At a meeting with Patriarch of Moscow and All Russia Kirril I, on December 2, Gyumri mayor Vardan Ghukasyan brought up the idea expressed by many residents of Gyumri to rename the city back to its historical name --Alexandrapol.
The mayor's suggestion caused a stir in Armenias second city, and was read by some as the further Russianization of Armenia.
A closer look, however, shows different motives --including the fact that the current name is of Turkish origin-- and is one reason over the past years more and more residents of Gyumri talk about recovering the city's former name.
Alexandrapol's history goes back to 1837, when Emperor Nikolay I personally visited the settlement, which later was named in honor of the emperor's wife.
The place itself was not a city yet. It was a settlement with fortresses erected in early 19th century, as strongholds during the war against Ottoman Empire. It was the Turks who called the place gyumri, which meant customs.
Yet a thousand years before the 'the customs', there was an ancient Armenian settlement called Kumairy, which stood where today's Gyumri is. In late 5th c. BCE ancient Greek historian Xenophon wrote about Giumnias --'a big, rich and crowded' city.
Armenian historian Ghevond (8th c., during the Arab rule) --has reference to Kumairy of his period already as a settlement.

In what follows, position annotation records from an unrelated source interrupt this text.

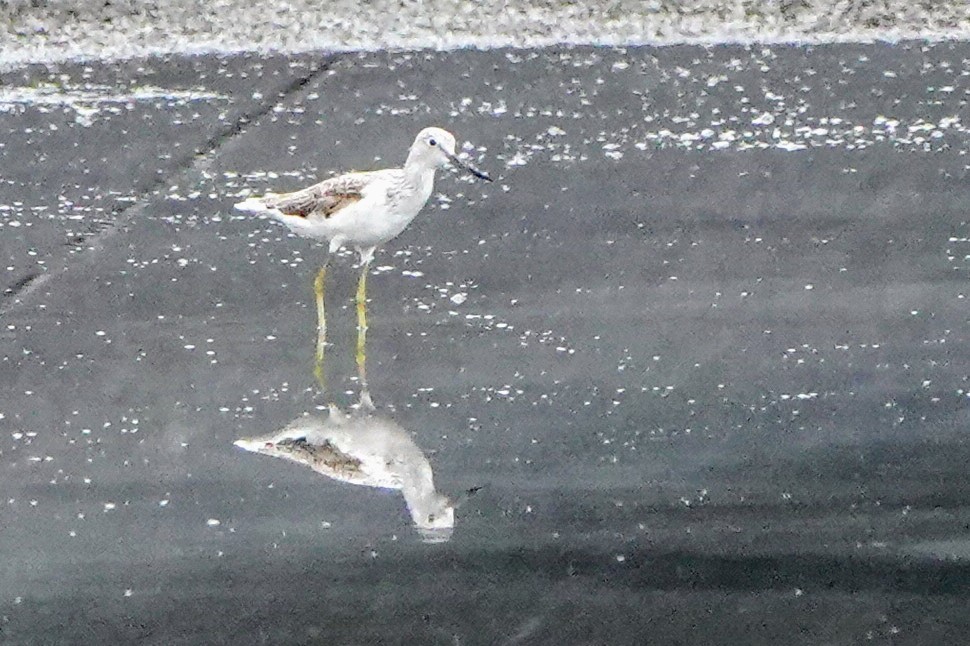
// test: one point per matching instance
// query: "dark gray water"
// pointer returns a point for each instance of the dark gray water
(703, 342)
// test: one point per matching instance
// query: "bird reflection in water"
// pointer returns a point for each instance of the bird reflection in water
(365, 447)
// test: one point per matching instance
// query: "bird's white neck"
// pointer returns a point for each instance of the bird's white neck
(419, 175)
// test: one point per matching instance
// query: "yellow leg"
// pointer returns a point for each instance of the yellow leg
(362, 325)
(318, 289)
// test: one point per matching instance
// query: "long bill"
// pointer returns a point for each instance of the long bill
(465, 167)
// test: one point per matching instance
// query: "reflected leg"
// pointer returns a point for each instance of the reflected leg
(362, 324)
(318, 290)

The Turks who took possession of that territory played the similarity between the traditional name of the settlement and the Turkish word gyumri meaning customs, and altered Kumayri to Gyumri. The concept of Gyumretsi (native of Gyumri) is the Turkish equivalent of tax- or tribute-collector, as well as a money-lender, money-changer.
For dozens of years the Armenians of Kumayri struggled to free themselves of the Turkish yoke, of the hated name Gyumri, and connected all the hopes with Russia --a country that shared the same faith with them. In 1826 the former customs finally rid itself of the Turkish oppression.
In 1840 the fortress of Alexandrapol was officially proclaimed a city, and in 1850 that city became the center of Alexandrapol uyezd [district] of Erivan province.
As a result of the railway lines Tiflis [Tbilisi] --Alexandrapol- Kars and Alexandrapol-Erivan [Yerevan]-Julpha laid later, it became also one of important communications hubs.
The moment when customs became Alexandrapol marked the launch of the settlement-to-city transformation process. By a special decree it was developing in accordance with the standards established for Rostov, Kars and Shushi.
That period saw the formation of a new type of Eastern Armenia-based Armenians, who combined the best traits of Armenian, Russian, Caucasian and even European cultures.
Nonetheless, today's residents' growing desire to rename the city is not so much dictated by the drive for the recovery of historical justice (in that case it would make more sense to rename it Kumayri), as by the realization of the deficit of urban culture, and of the loss of urban values and traditions.
The concept of Alexandrapoltsi (native of Alexandrapol) meant belonging to urban culture. If Gyumri nurtured money-lenders and did not leave behind any more or less worthy name, Alexandrapol, on the contrary, gave birth to mystic Gyurjiyev and sculptor Merkurov, poet Isahakyan and painters Aslamazyan sisters --names that soon became known in all Europe.
Alexandrapol became the city of craftsmen, where more than a hundred kinds of crafts flourished --goldsmith craft, smith craft, copper, tin working and casting. Masons, layers, carpenters were especially respected and demanded. While churches were built in a traditionally established manner, residential and public buildings incorporated new -Russian and European- tendencies.
After Sovietization the city -then renamed into Leninakan (after communist leader Vladimir Lenin) - lost some of its qualities, but due to the massive Alexandrapol stratum it kept standing out among other regions.
The city was renamed yet another time in the early 1990s back to the Turkish name Gyumri along with the objectively brewing multidimensional crisis, and reanimated the pitiful and humiliated Gyumretsi type of the times of Turkish oppression.
It is against this reanimated image that many residents of Armenia's second biggest city are speaking out, and moreover, they say that the mayor who actually voiced that issue in his conversation with the Russian Patriarch would never be able to become the mayor of Alexandrapol, he can only be the mayor of Gyumri.
Today's tour around Gyumri is the fixation of the victory of money-lenders' world perception. In the current whirlpool of the construction boom, that traditional stratum of Alexandrapol culture is under the threat of complete destruction, either through demolishing the old housing, or their adjustment to the architectural taste of the new rich.
But if Alexandrapoltsis knew their limits, Gyumretsis never new such limits and still dont. It is that all-permissiveness that the residents of Kumayri-Alexanrapol-Leninakan-Gyumri oppose, and in their quiet desire to reclaim a name, seek also to reclaim a character by which their city was honored in its best days.